12:01 AM

SIEU - Modern Day Brownshirts

Posted by Skye |

Today, the new brown is purple.

Millions of Americans enjoy the benefits of having the best quality healthcare this world has ever seen and are quite happy with their healthcare insurance - I'm one of them. Democrats, lead by the Obama administration, are working to restructure our healthcare system - one seventh of our economy - into something that will not provide the level of care we have become accustomed to in today's economy. This sweeping bill, mind you, has not been read by the legislators who will vote on it.

They probably don't read the polls on their own website as well. I discovered one ardent supporter of Obamacare, Congressman David Scott, has a poll which asks 'What is your health insurance status?' The results are quite telling: 98.74% of respondents are satisfied with their plan - why is the congressman trying to fix something that obviously is not broken?



I assume he was too busy shouting down an uppity, yet well dressed, constituent:




After witnessing the government spend trillions of taxpayer dollars to bailout or buy out private businesses, can this government afford to properly manage such sweeping change in the way the US manages healthcare? Can you imagine the disaster if we allow one seventh of our economy to be managed by the government only to find, like the Cash for Clunkers program, that it was not planned well and it will require additional trillions in funding or else??

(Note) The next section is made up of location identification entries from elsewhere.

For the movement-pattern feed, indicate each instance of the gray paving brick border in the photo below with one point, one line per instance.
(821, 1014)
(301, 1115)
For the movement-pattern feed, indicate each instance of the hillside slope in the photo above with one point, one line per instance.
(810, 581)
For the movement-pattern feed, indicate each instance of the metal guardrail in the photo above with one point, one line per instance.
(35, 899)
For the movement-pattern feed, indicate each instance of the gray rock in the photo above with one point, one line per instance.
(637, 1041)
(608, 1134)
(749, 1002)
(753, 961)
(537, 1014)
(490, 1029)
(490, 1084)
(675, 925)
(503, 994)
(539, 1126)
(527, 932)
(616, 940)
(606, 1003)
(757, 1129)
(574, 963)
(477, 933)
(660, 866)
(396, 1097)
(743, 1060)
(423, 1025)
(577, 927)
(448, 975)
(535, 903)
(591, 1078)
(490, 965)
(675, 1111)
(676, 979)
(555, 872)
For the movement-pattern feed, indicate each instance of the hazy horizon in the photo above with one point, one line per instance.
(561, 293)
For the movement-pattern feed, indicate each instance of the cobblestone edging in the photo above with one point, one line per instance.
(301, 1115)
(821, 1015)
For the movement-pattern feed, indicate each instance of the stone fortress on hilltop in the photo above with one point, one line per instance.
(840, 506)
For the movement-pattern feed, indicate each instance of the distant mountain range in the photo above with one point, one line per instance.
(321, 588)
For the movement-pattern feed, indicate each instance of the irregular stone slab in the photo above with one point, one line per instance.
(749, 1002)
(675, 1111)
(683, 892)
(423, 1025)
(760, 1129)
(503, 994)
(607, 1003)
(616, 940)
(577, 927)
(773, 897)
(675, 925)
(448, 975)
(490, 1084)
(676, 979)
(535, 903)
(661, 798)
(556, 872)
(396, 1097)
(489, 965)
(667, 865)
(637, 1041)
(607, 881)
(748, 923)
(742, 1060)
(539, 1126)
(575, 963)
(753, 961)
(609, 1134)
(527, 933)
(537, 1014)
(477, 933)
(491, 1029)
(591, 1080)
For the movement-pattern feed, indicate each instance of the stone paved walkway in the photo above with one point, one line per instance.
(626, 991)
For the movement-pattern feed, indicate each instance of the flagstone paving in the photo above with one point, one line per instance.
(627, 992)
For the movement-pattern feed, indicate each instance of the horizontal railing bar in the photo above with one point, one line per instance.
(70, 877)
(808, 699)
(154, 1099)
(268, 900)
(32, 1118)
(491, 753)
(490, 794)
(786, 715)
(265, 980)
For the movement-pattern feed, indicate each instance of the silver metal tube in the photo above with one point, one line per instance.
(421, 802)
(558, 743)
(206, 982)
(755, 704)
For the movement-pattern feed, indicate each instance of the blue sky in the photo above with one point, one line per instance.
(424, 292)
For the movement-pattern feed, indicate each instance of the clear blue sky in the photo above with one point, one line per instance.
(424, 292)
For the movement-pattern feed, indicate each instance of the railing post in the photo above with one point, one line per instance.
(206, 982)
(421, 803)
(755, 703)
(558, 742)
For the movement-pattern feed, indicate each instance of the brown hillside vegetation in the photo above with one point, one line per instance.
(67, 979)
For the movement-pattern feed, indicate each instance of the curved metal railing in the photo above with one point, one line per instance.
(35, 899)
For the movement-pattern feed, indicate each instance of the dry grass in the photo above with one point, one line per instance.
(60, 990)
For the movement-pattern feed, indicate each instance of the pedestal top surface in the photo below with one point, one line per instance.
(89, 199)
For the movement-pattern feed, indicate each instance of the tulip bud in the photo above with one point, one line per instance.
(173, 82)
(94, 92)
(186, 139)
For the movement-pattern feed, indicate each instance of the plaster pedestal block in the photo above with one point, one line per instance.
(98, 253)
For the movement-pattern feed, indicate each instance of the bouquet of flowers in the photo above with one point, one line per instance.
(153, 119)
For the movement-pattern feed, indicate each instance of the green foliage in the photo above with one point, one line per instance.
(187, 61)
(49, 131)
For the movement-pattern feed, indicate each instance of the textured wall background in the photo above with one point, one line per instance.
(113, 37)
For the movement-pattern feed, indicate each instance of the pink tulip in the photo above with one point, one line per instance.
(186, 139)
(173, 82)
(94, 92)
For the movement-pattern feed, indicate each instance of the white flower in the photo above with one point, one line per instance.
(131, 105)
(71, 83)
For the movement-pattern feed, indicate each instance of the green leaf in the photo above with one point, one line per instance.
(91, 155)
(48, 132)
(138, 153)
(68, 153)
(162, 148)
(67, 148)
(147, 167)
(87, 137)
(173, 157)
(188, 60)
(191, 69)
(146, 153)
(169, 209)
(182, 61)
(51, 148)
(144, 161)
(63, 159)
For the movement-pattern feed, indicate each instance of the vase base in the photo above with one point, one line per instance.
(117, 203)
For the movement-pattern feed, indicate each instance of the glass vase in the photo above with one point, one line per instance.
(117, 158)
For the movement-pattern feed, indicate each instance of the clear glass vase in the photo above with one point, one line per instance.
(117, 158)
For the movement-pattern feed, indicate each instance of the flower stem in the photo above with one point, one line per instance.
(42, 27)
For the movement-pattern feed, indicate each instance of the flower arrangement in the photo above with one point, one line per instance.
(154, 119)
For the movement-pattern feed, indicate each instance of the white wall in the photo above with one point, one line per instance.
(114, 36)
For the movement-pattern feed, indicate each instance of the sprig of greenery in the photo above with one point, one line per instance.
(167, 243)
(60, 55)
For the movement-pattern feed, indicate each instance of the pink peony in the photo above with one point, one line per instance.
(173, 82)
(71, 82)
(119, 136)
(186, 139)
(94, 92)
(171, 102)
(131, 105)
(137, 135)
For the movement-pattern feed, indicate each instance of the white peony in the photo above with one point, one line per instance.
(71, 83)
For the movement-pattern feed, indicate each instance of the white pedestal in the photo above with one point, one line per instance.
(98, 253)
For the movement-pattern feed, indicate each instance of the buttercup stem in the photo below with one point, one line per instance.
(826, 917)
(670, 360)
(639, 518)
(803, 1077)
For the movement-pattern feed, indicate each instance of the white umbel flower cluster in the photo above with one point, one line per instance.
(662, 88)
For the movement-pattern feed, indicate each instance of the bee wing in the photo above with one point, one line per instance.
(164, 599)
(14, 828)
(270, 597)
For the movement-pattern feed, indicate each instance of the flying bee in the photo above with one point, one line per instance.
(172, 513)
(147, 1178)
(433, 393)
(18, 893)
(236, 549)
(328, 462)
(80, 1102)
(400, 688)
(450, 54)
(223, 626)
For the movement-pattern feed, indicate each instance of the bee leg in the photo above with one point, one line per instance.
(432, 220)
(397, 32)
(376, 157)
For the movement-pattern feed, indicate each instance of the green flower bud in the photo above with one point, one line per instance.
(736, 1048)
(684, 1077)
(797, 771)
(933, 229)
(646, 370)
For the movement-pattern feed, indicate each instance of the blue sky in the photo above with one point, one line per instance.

Remember, everything - including taxation is 'on the table' according to leading democrats:




I encourage all concerned Americans to ask their representatives these five questions:

1) Can you promise me that I will not lose my current plan and doctor? President Obama says it is "not legitimate" to claim the "public option is somehow a Trojan horse for a single-payer system." But Reps. Barney Frank (D-MA), Jan Schakowsky (D-IL), and Nobel Prize winning economist Paul Krugman have all admitted that the public option will inevitably lead to government-run health care.

2) Can you promise that you and your family will enroll in the public plan? Members of Congress and their families currently receive health care through the popular, and completely public-option-free, Federal Employees Health Benefits Program (FEHBP), which allows members of Congress to choose between 283 private health insurance plans. Sen. Tom Coburn (R-OK) proposed an amendment that would require all members of Congress and their staffs to enroll in the newly created public health insurance plan. His amendment passed by just one vote in the Senate Health Committee. In the House, Rep. Dean Heller (R-NV) offered a similar amendment and all 21 Democrats on the House Ways and Means Committee voted it down. If the public plan is so great, then members of Congress should be willing to forfeit their private coverage and join the millions of Americans who would be forced into the public plan.

3) Can you promise that Obamacare will not lead to higher deficits in the long term? President Obama said that he would not support health care legislation that would add to the national deficit. But Congressional Budget Office director Douglas Elmendorf has stated that the House health care legislation would "generate substantial increases in federal budget deficits during the decade beyond the current 10-year budget window." To help Obama keep his promise, Rep. Patrick Tiberi (R-OH) offered an amendment that would require the secretary of Health and Human Services to submit an annual report to the President and Congress, comparing the expected revenue and spending under the bill’s provisions for the upcoming 10-year period. In the event that projected spending under the bill outpaced revenue, the Secretary would have to reduce spending so that it would not exceed revenue. Democrats defeated Tiberi's amendment.

4) Can you promise that government bureaucrats will not ration health care for patients on the public plan? President Obama promised on July 22 that health care reform would keep the government out of health care decisions, but both the House and Senate bills call for an increased role of comparative effectiveness research (CER). More information on health care effectiveness is good, as long as doctors and patients are the ones empowered to use that information. Conservatives in both the House and Senate offered amendments prohibiting the use of CER by government to mandate, deny, or ration care. These anti-rationing amendments were defeated in both the House and Senate.

5) Can you promise me that my tax dollars will not fund abortions? The House bill, as currently drafted, allows the Secretary of Health and Human Services to outline the minimum benefits that must be included in any health plan. There is no specific provision in the bill that would require insurance coverage of abortion. However, since the decisions over benefits are left to the Secretary of HHS, with recommendations from a newly created Health Care Benefits Advisory Committee, there is nothing to prevent the current or future Secretary from including abortion coverage in Americans’ health insurance. Conservatives in both the House and Senate offered amendments that would prohibit the use of taxpayer dollars to fund abortions. The taxpayer funded abortion bans were defeated in both the House and Senate.